The initial PCIe card will house two IPUs, which are connected via a high-speed interconnect. Connecting multiple cards within a server is made possible with another fabric. According to Toon, each card will draw between 250 to 300 watts, which puts in the same thermal territory as an NVIDIA Pascal P100 or an Intel Knights Landing Xeon Phi. That effectively limits its usage to relatively modest-sized clusters used for training neural networks.

The company is also developing an appliance box based on these cards, which sounds analogous to NVIDIA’s DGX-1 system for the P100 GPU.  In addition, Graphcore is also in talks with hyperscalers and OEMs to get their accelerator card into servers manufactured and sold through the usual supply routes.
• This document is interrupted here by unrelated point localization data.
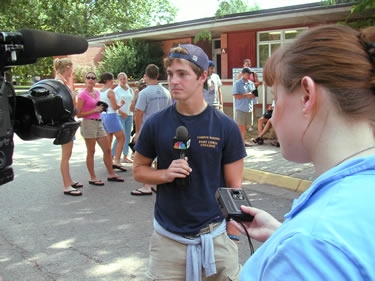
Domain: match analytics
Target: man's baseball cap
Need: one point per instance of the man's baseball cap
(246, 70)
(195, 55)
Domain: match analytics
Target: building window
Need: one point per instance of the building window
(269, 41)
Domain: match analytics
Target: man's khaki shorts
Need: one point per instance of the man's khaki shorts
(168, 258)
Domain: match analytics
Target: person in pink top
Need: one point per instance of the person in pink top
(92, 129)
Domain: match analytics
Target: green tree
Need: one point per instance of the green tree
(234, 7)
(86, 18)
(361, 7)
(131, 57)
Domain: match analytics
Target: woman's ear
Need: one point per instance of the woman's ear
(309, 94)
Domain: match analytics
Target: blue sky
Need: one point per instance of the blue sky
(196, 9)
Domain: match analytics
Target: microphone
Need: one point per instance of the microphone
(38, 43)
(26, 45)
(181, 143)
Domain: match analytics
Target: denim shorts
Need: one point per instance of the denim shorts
(111, 122)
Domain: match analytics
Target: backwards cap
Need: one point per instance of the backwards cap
(195, 55)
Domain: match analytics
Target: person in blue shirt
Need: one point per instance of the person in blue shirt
(243, 101)
(324, 89)
(191, 239)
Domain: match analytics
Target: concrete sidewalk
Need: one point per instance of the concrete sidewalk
(264, 164)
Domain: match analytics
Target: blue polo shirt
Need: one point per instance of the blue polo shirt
(242, 87)
(329, 232)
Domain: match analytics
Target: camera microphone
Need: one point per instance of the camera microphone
(181, 143)
(26, 45)
(38, 43)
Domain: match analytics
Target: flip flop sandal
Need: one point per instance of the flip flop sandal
(139, 192)
(73, 192)
(77, 185)
(97, 182)
(118, 167)
(116, 179)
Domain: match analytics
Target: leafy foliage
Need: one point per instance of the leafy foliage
(234, 7)
(79, 17)
(359, 8)
(131, 57)
(84, 17)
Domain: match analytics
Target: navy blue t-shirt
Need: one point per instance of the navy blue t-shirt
(215, 141)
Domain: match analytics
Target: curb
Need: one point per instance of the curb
(294, 184)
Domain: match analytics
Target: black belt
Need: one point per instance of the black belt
(205, 230)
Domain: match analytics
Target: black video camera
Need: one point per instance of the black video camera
(230, 201)
(46, 110)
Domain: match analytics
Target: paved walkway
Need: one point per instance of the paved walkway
(264, 164)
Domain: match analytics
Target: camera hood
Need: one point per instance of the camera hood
(44, 111)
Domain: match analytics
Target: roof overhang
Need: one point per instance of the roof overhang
(299, 15)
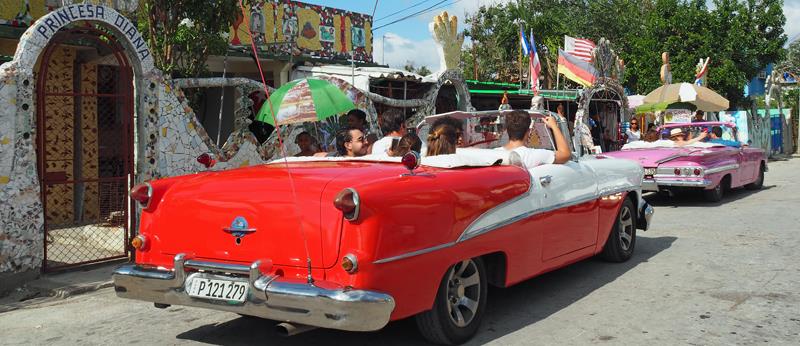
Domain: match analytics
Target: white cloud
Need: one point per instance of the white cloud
(791, 9)
(400, 49)
(424, 52)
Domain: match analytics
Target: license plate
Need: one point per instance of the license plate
(218, 289)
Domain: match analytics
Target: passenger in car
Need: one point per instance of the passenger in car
(457, 124)
(677, 136)
(307, 143)
(393, 126)
(518, 127)
(351, 142)
(442, 140)
(716, 138)
(409, 142)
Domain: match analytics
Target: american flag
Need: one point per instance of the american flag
(581, 48)
(535, 66)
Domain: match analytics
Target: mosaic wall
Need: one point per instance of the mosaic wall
(21, 232)
(293, 28)
(21, 13)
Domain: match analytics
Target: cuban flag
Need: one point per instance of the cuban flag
(526, 48)
(536, 67)
(700, 76)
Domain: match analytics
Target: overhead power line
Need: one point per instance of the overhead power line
(401, 11)
(374, 8)
(429, 9)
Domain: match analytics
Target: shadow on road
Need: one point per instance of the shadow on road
(694, 198)
(508, 309)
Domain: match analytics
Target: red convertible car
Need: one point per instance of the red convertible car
(352, 244)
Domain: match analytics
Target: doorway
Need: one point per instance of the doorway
(84, 147)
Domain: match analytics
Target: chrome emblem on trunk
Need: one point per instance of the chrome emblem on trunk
(239, 228)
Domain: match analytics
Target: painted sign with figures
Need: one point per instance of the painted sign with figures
(296, 28)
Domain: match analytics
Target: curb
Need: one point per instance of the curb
(69, 291)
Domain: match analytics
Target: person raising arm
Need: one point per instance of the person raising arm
(562, 147)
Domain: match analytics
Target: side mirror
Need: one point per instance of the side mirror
(411, 161)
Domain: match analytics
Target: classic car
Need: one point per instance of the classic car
(710, 167)
(353, 243)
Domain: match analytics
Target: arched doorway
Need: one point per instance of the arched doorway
(84, 95)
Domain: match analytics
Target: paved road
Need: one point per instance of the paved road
(719, 274)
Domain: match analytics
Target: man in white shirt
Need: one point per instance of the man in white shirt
(518, 127)
(393, 125)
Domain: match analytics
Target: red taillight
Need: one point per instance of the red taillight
(206, 160)
(348, 203)
(139, 242)
(142, 193)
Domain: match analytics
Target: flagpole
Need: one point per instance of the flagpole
(519, 61)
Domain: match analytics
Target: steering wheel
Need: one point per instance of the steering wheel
(480, 142)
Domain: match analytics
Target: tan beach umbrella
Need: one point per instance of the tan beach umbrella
(701, 97)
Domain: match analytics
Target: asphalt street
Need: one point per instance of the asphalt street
(704, 274)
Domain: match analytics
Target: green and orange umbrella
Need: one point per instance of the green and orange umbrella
(304, 100)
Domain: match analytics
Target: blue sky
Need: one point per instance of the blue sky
(410, 40)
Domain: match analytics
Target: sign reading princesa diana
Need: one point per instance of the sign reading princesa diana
(50, 24)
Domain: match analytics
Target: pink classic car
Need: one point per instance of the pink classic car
(714, 164)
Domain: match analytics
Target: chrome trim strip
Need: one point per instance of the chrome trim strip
(218, 267)
(722, 168)
(692, 183)
(325, 304)
(469, 234)
(414, 253)
(649, 185)
(669, 158)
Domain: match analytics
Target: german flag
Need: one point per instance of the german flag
(575, 69)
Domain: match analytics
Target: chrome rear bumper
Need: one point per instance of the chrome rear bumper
(654, 184)
(321, 304)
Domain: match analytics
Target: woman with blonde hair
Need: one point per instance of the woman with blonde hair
(442, 140)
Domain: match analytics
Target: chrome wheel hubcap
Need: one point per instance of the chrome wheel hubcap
(463, 292)
(625, 228)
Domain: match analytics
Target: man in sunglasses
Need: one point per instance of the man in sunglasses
(351, 142)
(633, 133)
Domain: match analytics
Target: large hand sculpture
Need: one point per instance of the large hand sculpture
(445, 32)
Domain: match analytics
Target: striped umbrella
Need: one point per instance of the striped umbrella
(304, 100)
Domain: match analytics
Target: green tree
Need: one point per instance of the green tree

Although the initial deployments for the first products will largely be limited to training the neural networks, Toon says more specialized products for inferencing and applications at the edge of the network are on the company’s radar. These are likely to be lower power versions tweaked for the specific solution space. In that sense, it’s similar to NVIDIA’s AI strategy, which provides different GPU products for training, inferencing and embedded applications.

In advance of the initial product release, Graphcore intends to provide benchmark data to back up its performance claims. Assuming they can demonstrate those advantages, the company still has to overcome the considerable head start NVIDIA has in this market and the ecosystem advantages it has built. At least with regard to neural network training, NVIDIA has something north of 90 percent of the processor market, and is expanding its footprint in other areas like machine learning inferencing and autonomous vehicles.

That’s the crux of the challenge for Graphcore, or really for any company looking to insert a customized ASIC solution into a market dominated by commodity-driven technology. That task becomes even more challenging for a small company that has to bear the expensive burden of maintaining a processor roadmap than can keep pace with those of larger chipmakers. If there is a model on how to accomplish this, Graphcore can look to NVIDIA itself, which was able to outmaneuver Intel (at least for the time being) to become the dominant provider of machine learning silicon in the datacenter.

An even more encouraging example is what happened in the Bitcoin market, which, in a period of five years or so migrated from CPUs to GPUs to FPGAs to custom ASICs.  While AI obviously encompasses a much broader application set than Bitcoin, like the latter it represents a nascent market where application performance is the most critical driver. Whereas traditional high performance computing has largely abandoned proprietary processors due to its niche customer base, in the AI space, customized solutions remain an open question.

As Toon notes, since they started from a clean slate, they didn’t have to maintain compatibility with an architecture built for a total different purpose. Nor were they constricted by an application model that relied on legacy platforms. “What we’re trying to do is initially build a system that moves forward the state-of-the-art in machine learning and push the limits of what is possible,” he says.